Maerdy couple forced to pay back proceeds of crime
A Maerdy couple who defrauded over £52,000 from the benefits system now face being forced to sell their home in order to pay back the proceeds of their crime.
Dean and Nicola Harrison, of Pentre Road, have been ordered by a court to repay the proceeds within six months – or face imprisonment.
The sobering court ruling marks the end of a long and complex legal process led by Rhondda Cynon Taf Council as it continues its campaign to tackle benefit fraud, deal with offenders and ensure public funds are protected for those who need it the most.
Following a benefit fraud investigation, the couple first appeared in Merthyr Tydfil Crown Court in April of this year and both admitted 15 charges in relation to falsely claiming Income Support and Council Tax Benefit, because they failed to declare they were married and living together.
As a result, Dean Harrison received an eight month custodial sentence and Nicola Harrison received a five month prison sentence. Both sentences were suspended for two years.
Last month, the case returned, this time to Newport Crown Court where a confiscation order, made by the Council under the Proceeds of Crime Act, was heard to recoup the defrauded money.
The Harrisons contested the order, but the court ruled against them. Subsequent legal discussion found the pair had two reliable assets – their home and money in a bank account which has since been emptied.
A value for their home was agreed at £45,000 and a confiscation order was made by the judge for this sum of money to be paid in full to the Council within 6 months, with the likelihood that they would be forced to sell their home to pay.
The case is yet a further important example of the work taking place across Rhondda Cynon Taf Council, as well as with its partner agencies including South Wales Police and Department for Works & Pensions, to ensure those who are fraudulently claiming benefits are dealt with.
It is hoped this successful case sends a clear message to those illegally claiming benefits that efficient and effective processes are in place to deal with them and the Council has the legal powers to not only prosecute offenders, but also secure orders under the Proceeds of Crime Act to ensure they pay back what they have, essentially, stolen.

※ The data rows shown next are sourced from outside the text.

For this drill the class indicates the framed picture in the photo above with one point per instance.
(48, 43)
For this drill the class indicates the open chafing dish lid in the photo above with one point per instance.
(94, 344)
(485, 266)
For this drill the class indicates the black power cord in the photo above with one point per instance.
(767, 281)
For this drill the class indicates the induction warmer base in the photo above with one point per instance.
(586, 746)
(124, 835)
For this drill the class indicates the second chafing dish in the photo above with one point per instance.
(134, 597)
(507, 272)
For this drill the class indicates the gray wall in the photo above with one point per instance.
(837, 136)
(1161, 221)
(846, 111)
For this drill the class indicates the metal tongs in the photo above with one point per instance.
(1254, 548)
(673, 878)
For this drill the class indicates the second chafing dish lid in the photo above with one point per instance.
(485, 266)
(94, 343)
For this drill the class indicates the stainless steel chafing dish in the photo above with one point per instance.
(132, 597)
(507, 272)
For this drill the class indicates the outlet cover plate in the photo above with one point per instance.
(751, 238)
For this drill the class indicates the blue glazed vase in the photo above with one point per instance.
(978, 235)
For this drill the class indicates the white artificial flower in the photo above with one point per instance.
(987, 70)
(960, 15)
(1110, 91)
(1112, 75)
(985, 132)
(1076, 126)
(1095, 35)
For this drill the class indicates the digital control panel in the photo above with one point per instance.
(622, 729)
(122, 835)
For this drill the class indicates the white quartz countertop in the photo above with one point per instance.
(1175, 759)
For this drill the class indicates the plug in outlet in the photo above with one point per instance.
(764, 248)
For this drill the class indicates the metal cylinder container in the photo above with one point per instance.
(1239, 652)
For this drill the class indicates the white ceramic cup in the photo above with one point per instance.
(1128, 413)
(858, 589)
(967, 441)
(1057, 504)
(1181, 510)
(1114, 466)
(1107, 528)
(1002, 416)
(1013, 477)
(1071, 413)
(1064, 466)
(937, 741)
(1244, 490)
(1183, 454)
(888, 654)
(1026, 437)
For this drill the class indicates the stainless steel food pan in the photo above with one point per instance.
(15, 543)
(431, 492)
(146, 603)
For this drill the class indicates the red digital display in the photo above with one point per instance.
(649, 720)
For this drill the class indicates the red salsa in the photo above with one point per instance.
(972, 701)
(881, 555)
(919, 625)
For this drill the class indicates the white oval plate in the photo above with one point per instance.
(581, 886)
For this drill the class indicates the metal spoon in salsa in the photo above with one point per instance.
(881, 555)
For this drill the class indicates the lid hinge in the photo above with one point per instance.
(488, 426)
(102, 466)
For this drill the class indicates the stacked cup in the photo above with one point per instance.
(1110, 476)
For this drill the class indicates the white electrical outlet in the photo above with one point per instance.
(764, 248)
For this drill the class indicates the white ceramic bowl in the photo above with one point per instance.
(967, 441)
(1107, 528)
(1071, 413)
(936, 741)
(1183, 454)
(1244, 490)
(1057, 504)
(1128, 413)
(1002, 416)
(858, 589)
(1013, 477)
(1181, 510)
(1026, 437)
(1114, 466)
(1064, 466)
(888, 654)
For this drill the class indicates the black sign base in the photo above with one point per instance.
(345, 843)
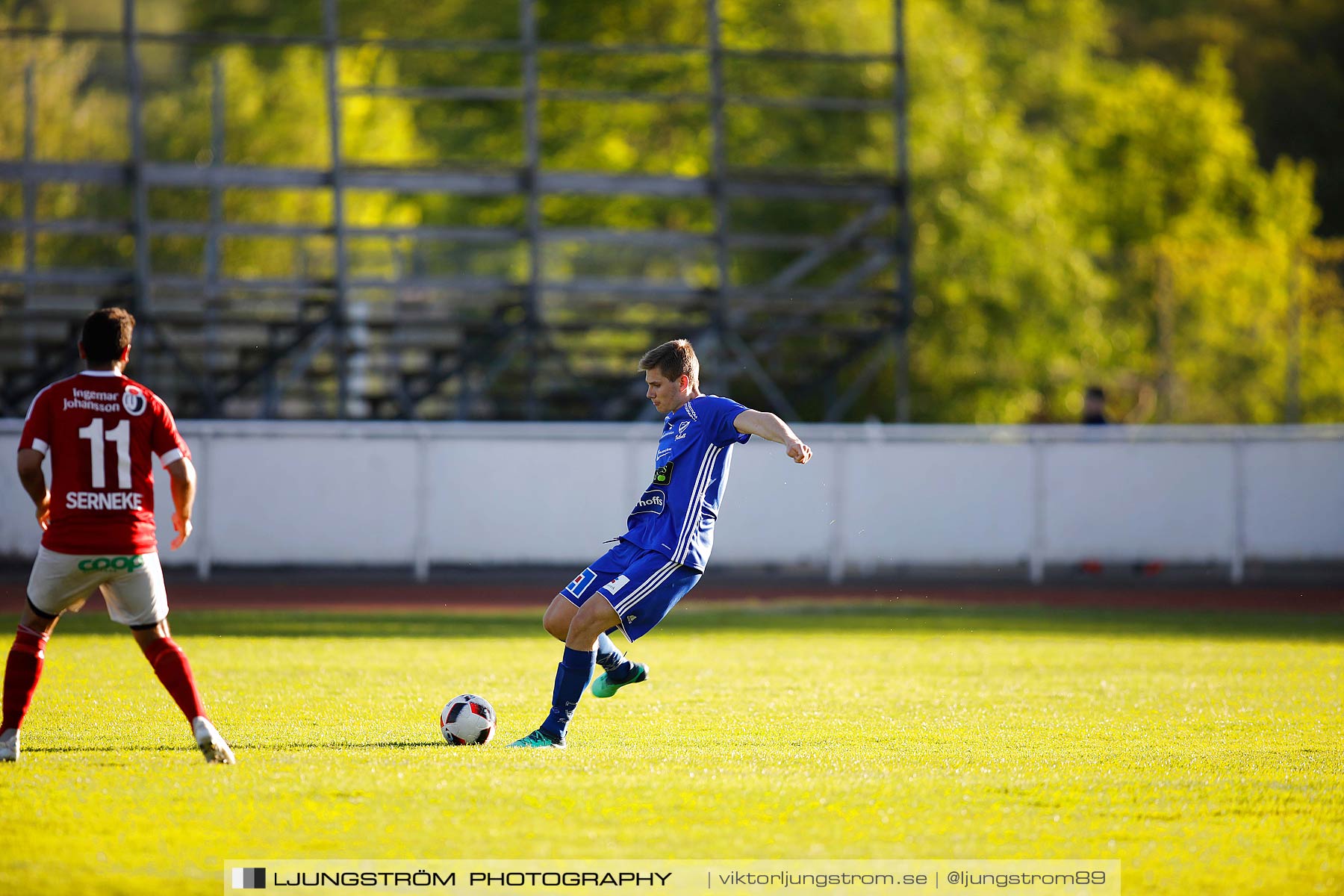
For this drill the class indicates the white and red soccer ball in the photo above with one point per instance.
(467, 721)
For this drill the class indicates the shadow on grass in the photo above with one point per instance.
(900, 620)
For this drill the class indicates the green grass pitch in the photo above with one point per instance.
(1206, 753)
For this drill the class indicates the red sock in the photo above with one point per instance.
(22, 671)
(171, 665)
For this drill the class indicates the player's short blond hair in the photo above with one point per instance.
(673, 361)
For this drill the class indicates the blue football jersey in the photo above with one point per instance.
(675, 516)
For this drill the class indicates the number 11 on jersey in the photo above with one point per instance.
(120, 435)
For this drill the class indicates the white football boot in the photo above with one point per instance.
(210, 742)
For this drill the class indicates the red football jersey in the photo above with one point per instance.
(101, 430)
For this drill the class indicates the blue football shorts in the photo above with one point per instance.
(641, 586)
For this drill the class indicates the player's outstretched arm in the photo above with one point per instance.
(769, 426)
(35, 484)
(183, 474)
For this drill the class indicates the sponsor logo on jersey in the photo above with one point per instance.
(581, 582)
(92, 401)
(651, 501)
(104, 500)
(134, 401)
(99, 564)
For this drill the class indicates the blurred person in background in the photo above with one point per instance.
(1095, 406)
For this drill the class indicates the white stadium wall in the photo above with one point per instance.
(344, 494)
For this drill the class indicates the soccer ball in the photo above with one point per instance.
(467, 721)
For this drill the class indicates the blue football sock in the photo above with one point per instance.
(571, 677)
(609, 657)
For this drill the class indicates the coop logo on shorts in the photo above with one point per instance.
(100, 564)
(651, 501)
(249, 879)
(134, 401)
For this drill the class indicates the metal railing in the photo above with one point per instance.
(488, 346)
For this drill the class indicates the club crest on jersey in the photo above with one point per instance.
(134, 401)
(651, 501)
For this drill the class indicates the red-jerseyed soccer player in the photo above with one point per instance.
(101, 430)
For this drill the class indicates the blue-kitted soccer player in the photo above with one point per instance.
(671, 531)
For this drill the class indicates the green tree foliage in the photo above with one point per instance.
(1080, 217)
(1288, 70)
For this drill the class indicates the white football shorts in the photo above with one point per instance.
(131, 583)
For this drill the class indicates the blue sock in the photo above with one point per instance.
(571, 677)
(609, 657)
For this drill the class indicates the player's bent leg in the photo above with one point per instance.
(574, 672)
(558, 617)
(22, 672)
(174, 671)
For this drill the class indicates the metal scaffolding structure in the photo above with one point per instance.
(823, 337)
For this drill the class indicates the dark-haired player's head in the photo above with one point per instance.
(107, 336)
(665, 368)
(1095, 405)
(673, 361)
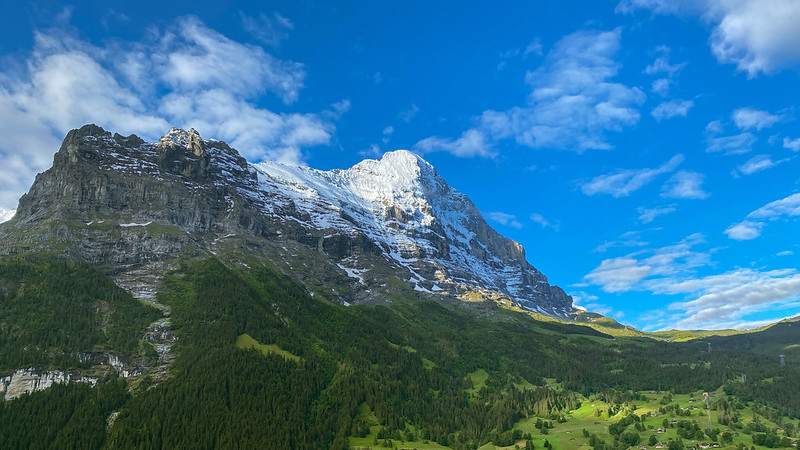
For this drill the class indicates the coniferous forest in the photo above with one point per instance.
(415, 371)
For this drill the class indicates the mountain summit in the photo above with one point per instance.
(358, 235)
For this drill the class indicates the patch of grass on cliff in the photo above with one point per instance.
(50, 310)
(246, 341)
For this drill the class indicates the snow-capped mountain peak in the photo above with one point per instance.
(393, 217)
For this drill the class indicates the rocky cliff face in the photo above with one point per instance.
(135, 208)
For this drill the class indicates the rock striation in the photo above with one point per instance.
(136, 208)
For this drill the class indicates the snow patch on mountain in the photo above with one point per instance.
(6, 214)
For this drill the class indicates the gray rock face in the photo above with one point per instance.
(29, 380)
(134, 208)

The case should also serve as a reassurance to other, vulnerable, residents that ongoing work continues to ensure public money is protected so it only goes to those who need it the most.
Nick Jones, Service Director for Operational Finance at Rhondda Cynon Taf Council, said: “This outcome is the latest in a series of important and successful joint investigations carried out by the Council’s Counter Fraud Team and the Department for Work and Pensions.
“The Council hopes that this sends a strong warning to offenders that it continues to work proactively against fraudulent behaviour and will take action against those who commit benefit fraud. It also provides reassurance to the rest of the community that the Council will not tolerate benefit fraud.
“As well as working hard to target those who are claiming benefits illegally, the Council’s objective is to ensure every resident receives the level of support they are actually entitled to, particularly in these difficult financial times.
“Cases such as these highlight how the Council is protecting public funds to ensure every penny is directed to those who most need and deserve financial assistance.”